Dear community members,
I want to conduct analysis on time series dataset in csv. The data covers South Korea's GDP and vehicle kilometers traveled (VKT) from 1993 through 2017. I'm also referring to 'Forecasting: Principles and Practice' book by Professor Rob J Hyndman.
Whenever i try to explore my time series dataset with a slew of variables, and choose auto plot, i get this error:
Error: Objects of type tbl_df/tbl/data.frame not supported by autoplot.
The structure of my data set is as follows:
Year Passenger VKT GDP per capita TotalVKT PVKTpct TVKTpct
1993 2507 8740 225867 -3 1
1994 2893 10204 251671 16 11
.............................................................................................. ................................................
2017 6542 29744 474674 -2 -1
My code is also structured as follows:
Should i declare both key and index?

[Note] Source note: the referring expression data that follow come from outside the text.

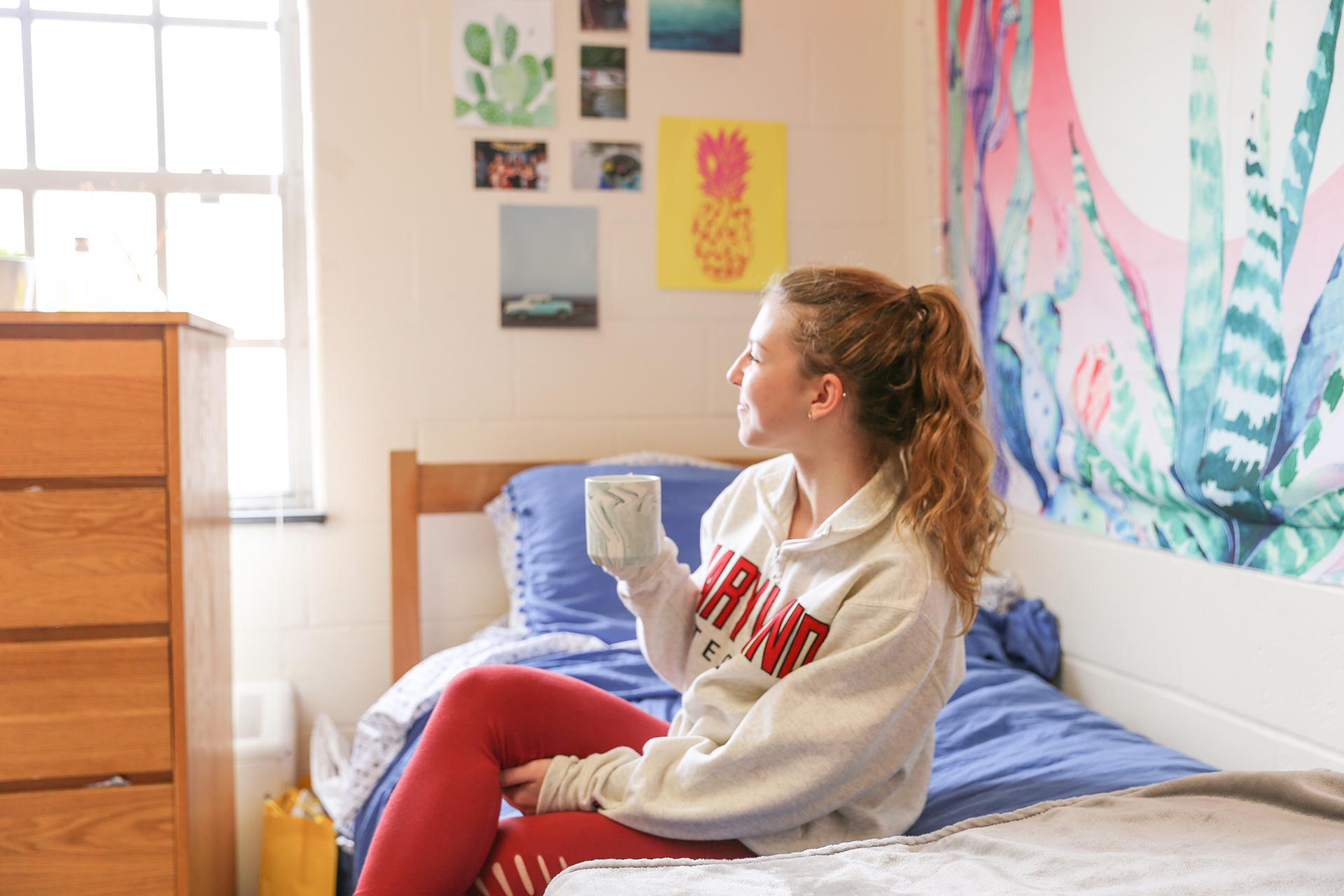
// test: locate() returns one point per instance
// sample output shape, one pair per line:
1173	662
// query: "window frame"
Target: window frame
302	498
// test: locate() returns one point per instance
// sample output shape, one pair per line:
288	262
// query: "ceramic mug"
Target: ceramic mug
624	519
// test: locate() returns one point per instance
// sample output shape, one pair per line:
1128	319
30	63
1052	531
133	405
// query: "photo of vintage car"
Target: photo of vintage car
539	305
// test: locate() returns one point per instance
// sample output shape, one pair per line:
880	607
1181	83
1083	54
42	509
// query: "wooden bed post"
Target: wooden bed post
405	505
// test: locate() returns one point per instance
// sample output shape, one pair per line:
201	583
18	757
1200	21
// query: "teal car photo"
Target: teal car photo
539	305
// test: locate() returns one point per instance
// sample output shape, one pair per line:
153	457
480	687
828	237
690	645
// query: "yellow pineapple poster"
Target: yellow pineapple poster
723	204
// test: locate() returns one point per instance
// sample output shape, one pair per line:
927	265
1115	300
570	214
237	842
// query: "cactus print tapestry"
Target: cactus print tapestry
723	209
1145	203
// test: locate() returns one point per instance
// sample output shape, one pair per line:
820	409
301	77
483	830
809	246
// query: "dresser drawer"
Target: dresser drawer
71	708
81	407
84	556
109	841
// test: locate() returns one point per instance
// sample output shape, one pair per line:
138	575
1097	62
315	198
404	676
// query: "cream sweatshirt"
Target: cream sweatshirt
812	672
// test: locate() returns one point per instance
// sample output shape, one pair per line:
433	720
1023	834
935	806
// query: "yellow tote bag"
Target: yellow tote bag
298	846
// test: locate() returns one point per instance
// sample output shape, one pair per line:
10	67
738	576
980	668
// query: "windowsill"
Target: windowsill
273	517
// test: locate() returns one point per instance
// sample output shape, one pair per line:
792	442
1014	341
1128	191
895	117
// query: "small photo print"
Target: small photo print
699	26
502	164
603	15
608	166
603	83
547	266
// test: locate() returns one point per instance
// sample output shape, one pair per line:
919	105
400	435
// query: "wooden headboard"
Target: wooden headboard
440	488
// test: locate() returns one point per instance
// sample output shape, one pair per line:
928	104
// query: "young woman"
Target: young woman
815	645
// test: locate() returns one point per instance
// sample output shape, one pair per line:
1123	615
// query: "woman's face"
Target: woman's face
773	397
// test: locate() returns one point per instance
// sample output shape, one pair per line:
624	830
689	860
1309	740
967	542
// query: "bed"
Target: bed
1007	741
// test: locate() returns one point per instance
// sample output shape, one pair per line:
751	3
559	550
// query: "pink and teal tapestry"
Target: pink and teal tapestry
1145	202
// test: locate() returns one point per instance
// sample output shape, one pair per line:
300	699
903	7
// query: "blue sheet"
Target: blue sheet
1006	739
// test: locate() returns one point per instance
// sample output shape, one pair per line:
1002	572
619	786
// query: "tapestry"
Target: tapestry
1145	204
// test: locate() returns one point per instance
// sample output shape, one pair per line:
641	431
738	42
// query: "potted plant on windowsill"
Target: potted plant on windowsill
17	282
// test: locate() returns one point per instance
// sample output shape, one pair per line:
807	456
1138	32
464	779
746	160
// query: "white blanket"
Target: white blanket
1225	832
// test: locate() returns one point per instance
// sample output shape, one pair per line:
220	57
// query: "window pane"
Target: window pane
238	10
225	262
222	99
258	422
118	230
11	222
94	96
111	7
14	130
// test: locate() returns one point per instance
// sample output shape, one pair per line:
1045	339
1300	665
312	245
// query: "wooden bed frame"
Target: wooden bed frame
441	488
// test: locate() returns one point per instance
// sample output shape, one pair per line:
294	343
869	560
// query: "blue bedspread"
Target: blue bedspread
1007	738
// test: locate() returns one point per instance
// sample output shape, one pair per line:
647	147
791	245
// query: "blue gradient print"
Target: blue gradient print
706	26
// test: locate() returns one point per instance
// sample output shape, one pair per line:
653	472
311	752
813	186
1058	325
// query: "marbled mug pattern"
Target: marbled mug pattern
622	517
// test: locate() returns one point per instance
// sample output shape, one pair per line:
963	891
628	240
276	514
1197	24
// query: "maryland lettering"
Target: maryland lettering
783	636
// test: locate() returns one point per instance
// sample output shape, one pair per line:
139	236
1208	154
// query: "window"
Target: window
151	159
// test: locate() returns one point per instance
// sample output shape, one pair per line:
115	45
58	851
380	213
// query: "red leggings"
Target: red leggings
441	834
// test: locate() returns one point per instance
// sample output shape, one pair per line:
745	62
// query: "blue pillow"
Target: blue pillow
561	590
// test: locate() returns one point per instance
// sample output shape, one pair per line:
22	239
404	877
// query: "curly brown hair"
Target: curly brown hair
909	359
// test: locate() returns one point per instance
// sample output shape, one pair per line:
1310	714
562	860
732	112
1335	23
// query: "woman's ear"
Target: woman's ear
828	397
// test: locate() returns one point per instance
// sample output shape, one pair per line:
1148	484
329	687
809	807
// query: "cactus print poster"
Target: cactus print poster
504	62
723	204
1154	244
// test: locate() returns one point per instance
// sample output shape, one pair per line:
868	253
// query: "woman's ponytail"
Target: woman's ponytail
920	386
949	460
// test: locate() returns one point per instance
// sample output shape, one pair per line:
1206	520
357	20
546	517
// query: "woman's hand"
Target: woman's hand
522	785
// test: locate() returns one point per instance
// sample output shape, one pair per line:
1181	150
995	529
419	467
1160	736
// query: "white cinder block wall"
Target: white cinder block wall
409	348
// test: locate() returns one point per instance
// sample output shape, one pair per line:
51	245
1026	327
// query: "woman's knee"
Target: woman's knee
482	688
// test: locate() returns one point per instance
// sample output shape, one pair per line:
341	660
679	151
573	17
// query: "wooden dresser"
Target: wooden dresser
115	650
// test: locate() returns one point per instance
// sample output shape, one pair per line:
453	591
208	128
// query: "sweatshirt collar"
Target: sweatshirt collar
777	491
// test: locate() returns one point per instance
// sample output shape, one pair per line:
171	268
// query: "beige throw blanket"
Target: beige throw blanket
1224	832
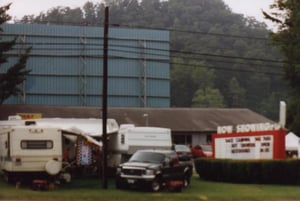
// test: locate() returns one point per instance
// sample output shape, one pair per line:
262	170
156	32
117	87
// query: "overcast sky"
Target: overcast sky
20	8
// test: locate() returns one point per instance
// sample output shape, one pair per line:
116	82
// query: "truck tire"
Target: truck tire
186	181
155	185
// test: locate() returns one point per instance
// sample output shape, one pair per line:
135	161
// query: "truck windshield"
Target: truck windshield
147	157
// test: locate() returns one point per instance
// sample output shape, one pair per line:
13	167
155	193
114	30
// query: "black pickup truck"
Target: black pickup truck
153	170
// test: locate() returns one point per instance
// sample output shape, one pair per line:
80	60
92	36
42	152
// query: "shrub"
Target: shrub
249	171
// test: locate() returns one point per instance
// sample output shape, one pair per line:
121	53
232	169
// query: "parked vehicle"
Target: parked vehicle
153	170
47	148
202	150
31	150
130	138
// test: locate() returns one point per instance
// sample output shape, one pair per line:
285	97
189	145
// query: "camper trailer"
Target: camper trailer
46	148
27	150
130	138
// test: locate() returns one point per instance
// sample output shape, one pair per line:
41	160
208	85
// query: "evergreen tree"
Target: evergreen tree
287	38
10	78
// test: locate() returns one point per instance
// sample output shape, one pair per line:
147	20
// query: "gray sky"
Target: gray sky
20	8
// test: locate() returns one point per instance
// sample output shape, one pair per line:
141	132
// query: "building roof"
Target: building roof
187	120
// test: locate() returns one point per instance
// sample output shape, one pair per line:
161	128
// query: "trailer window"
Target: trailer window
36	144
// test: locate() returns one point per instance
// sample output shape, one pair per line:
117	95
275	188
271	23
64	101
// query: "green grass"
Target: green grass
91	189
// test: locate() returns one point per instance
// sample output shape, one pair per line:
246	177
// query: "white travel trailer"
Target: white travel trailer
129	139
30	149
37	148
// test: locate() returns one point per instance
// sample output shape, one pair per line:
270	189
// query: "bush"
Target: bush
249	171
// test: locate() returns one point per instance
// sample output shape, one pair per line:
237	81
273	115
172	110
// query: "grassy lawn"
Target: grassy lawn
91	189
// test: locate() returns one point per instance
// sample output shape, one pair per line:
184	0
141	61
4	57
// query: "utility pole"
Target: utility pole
104	102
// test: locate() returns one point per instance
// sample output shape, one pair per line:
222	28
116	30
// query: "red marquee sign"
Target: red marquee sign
250	145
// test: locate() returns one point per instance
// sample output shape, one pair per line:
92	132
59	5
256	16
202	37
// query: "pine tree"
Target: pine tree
11	78
286	16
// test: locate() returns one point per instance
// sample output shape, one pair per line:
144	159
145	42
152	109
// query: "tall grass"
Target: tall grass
91	189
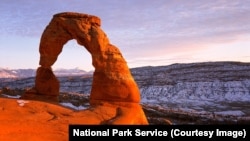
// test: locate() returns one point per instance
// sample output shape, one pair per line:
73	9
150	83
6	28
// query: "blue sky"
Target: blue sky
148	33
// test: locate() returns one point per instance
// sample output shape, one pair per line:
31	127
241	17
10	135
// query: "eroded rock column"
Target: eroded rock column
112	80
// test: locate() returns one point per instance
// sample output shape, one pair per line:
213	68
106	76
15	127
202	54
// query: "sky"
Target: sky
147	32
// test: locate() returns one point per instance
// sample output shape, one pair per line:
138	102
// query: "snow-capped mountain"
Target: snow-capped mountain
207	89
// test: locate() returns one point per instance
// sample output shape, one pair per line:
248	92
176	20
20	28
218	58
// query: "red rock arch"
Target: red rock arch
112	80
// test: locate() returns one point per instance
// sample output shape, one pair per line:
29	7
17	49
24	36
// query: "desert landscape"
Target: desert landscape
151	63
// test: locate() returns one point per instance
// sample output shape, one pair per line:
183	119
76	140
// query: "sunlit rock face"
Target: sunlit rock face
112	80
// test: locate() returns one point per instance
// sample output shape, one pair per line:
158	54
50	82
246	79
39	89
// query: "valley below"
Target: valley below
195	93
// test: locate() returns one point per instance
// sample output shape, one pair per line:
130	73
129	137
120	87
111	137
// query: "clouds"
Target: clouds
140	28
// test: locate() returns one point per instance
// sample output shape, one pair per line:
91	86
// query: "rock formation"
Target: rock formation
112	80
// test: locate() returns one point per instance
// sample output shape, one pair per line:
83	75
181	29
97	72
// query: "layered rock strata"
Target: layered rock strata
112	80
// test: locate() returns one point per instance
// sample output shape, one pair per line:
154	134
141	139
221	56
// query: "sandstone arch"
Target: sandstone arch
112	79
113	86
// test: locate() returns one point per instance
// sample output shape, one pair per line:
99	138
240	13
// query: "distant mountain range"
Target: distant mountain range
206	89
25	73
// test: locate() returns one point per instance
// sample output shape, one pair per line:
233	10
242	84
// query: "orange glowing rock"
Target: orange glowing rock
114	90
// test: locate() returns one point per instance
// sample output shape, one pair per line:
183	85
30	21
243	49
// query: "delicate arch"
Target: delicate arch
112	80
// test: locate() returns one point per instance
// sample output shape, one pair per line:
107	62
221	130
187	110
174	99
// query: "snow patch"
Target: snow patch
70	105
230	113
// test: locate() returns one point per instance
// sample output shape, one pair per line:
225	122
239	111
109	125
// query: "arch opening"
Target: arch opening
112	80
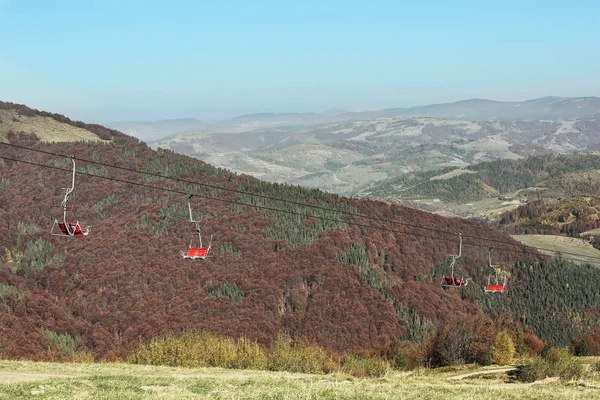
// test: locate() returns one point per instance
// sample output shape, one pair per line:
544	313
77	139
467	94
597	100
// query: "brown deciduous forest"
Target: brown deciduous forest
339	286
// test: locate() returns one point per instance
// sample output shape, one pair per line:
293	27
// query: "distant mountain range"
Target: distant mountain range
545	108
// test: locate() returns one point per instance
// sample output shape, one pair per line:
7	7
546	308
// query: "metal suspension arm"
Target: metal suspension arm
190	208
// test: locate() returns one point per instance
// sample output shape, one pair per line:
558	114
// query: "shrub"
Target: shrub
295	356
372	367
228	289
466	340
552	362
38	254
502	349
581	348
193	349
534	344
7	290
62	347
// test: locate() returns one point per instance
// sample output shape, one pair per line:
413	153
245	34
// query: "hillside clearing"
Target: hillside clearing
124	381
45	128
578	249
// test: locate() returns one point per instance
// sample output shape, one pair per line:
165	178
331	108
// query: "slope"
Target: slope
341	286
509	181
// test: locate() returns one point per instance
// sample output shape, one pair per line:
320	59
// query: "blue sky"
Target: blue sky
105	61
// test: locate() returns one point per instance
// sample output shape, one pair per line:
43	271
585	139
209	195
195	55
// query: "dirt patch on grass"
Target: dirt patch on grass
9	377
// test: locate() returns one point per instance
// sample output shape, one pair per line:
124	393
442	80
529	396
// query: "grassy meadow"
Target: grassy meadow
36	380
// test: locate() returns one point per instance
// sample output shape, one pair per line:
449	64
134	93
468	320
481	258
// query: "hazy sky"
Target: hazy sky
104	61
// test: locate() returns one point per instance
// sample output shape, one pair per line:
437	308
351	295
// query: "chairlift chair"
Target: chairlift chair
66	228
196	253
450	281
494	285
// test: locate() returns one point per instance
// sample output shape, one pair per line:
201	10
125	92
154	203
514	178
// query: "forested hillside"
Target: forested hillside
324	280
550	175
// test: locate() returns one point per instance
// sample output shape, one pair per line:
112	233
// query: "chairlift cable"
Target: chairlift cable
180	192
212	186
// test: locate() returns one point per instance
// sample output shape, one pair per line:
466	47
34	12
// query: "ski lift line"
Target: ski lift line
238	203
249	194
586	258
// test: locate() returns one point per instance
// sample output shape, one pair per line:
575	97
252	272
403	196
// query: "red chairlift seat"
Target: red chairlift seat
449	281
194	253
74	229
491	288
69	229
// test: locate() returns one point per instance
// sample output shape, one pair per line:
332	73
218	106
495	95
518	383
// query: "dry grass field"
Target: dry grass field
32	380
45	128
578	249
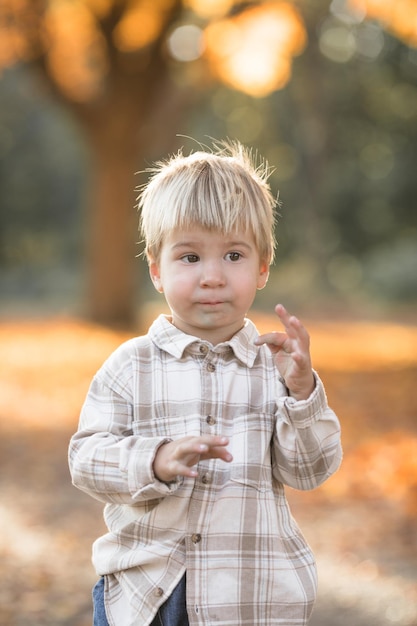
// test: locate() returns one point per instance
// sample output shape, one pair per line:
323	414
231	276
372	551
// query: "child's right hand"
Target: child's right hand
178	458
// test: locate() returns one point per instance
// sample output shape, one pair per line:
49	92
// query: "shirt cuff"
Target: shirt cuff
143	484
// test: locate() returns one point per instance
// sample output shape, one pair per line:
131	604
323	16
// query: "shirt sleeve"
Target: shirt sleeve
106	459
307	447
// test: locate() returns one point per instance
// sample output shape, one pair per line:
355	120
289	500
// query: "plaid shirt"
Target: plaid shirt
230	529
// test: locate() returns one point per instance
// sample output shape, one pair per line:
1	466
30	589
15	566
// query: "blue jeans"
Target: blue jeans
172	613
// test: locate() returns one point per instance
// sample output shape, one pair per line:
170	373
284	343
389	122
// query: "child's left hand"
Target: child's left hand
291	351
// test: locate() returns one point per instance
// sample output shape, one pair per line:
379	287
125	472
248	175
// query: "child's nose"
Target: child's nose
212	274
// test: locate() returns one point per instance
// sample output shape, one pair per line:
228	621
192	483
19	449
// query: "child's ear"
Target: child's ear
155	274
263	274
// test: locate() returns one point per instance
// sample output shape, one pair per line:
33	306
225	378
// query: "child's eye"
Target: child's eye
234	256
190	258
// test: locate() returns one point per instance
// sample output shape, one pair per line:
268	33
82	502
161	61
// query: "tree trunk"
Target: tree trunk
112	236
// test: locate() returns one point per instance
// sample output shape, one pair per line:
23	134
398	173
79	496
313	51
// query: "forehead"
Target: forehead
205	237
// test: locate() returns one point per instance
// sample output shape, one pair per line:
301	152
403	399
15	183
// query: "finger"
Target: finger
272	339
292	324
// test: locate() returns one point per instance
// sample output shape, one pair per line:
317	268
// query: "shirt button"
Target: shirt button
206	478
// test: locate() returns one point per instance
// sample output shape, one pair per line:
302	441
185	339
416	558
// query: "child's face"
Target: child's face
209	280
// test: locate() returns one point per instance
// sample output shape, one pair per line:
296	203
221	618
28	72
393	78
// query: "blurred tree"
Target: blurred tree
119	66
130	70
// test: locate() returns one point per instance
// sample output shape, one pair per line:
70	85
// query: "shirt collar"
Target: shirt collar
172	340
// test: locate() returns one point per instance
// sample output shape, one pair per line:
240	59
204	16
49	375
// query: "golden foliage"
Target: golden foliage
141	24
397	16
76	49
253	50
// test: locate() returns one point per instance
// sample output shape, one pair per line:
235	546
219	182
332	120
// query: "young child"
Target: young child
189	433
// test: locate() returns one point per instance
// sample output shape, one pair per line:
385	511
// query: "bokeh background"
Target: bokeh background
92	92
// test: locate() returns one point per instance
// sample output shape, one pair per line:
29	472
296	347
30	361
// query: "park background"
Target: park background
92	92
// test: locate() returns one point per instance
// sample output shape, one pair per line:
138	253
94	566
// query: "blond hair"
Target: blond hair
223	189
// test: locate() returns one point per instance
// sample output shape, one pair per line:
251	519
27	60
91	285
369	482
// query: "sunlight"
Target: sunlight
76	50
209	8
141	24
253	51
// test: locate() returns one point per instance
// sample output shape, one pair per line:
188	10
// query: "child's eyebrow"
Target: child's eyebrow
227	244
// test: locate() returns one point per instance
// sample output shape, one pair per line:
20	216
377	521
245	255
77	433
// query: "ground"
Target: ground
361	524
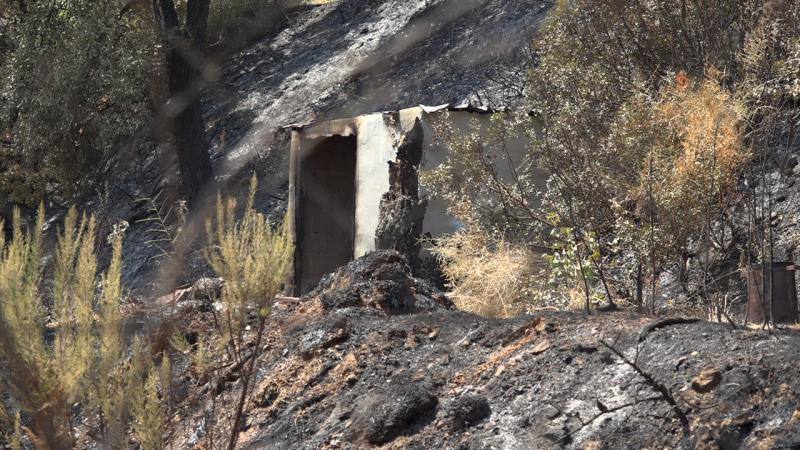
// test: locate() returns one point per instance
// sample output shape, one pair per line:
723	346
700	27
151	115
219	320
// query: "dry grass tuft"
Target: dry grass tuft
494	279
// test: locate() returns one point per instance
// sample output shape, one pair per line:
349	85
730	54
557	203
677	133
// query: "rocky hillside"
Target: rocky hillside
375	358
353	57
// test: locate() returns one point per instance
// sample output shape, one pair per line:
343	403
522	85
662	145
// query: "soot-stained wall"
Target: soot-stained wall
353	156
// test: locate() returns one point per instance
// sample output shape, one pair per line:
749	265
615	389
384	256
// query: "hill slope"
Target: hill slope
375	358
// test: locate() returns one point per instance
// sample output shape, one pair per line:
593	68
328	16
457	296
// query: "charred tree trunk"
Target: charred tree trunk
184	82
401	209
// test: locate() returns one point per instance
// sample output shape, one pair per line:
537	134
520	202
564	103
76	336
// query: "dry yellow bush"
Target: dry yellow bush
494	279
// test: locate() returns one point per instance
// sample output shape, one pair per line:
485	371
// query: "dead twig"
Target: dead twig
662	390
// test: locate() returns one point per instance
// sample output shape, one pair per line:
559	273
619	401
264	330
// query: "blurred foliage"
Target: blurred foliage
66	348
73	93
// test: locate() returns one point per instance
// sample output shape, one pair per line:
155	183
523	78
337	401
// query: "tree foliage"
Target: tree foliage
643	114
73	93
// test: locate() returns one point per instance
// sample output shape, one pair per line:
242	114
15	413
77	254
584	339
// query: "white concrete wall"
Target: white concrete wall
376	147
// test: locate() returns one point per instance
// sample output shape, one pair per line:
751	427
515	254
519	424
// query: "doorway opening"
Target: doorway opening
327	208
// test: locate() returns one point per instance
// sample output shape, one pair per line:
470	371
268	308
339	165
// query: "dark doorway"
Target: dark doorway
327	208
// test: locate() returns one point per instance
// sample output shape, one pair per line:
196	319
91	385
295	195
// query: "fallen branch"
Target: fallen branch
607	410
664	392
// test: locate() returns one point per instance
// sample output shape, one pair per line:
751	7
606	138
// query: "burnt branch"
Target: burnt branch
660	388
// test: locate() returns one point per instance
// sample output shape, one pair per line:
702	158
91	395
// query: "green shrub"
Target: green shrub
73	94
67	349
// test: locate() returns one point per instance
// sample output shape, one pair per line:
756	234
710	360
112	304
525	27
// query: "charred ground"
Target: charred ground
377	358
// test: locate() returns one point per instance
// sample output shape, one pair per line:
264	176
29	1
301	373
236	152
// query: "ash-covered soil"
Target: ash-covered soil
375	358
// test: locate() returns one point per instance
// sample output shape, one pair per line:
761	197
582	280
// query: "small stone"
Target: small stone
707	380
541	347
551	412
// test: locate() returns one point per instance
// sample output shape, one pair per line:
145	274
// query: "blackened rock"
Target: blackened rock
399	411
382	280
467	410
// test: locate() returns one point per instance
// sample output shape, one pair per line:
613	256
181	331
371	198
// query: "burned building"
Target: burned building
354	186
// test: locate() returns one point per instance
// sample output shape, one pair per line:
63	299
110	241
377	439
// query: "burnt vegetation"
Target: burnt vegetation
627	280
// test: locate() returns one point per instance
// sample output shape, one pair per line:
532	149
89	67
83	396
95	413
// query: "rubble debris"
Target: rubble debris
394	411
401	210
383	280
467	410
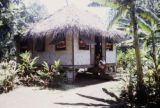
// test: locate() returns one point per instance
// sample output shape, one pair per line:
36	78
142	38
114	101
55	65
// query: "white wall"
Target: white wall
111	56
50	55
81	57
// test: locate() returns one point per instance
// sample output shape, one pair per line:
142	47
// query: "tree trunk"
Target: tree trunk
136	45
154	51
140	88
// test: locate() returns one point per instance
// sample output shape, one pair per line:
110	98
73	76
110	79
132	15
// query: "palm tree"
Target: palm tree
139	18
128	7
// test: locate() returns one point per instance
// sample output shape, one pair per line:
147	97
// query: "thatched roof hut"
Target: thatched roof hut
71	18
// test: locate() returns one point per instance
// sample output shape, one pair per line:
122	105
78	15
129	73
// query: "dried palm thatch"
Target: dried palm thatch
71	18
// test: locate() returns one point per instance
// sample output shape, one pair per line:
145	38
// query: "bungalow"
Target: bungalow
77	38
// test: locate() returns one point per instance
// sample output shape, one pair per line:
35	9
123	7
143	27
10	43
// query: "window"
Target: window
84	41
61	45
83	45
23	46
40	44
109	46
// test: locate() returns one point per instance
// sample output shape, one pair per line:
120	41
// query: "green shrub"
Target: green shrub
7	76
27	69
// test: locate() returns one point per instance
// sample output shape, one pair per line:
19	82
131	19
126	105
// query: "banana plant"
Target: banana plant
124	8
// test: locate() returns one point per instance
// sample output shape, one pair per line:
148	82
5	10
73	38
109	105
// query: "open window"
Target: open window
24	46
83	45
109	46
40	44
59	41
85	41
61	45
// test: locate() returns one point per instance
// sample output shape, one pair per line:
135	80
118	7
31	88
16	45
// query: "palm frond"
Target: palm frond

But still it seems i can't identify my key if any.
library(fpp2)
library(tidyverse)
library(GGally)
library(tsibble)
library(dplyr)
#Attaching the dataset
koreatreg <- read_csv("timeseriesregression.csv")
#deletion of missing values
newkoreatreg <- na.omit(koreatreg)
#coerce a data frame to tssible by declaring the index
transkorreg <- as_tibble(newkoreatreg, index = Year)
#explore time series dataset
autoplot(transkorreg[,c('Passenger VKT','GDP per capita')]) +
ylab("% change") + xlab("Year")
I would greatly appreciate any timely reply!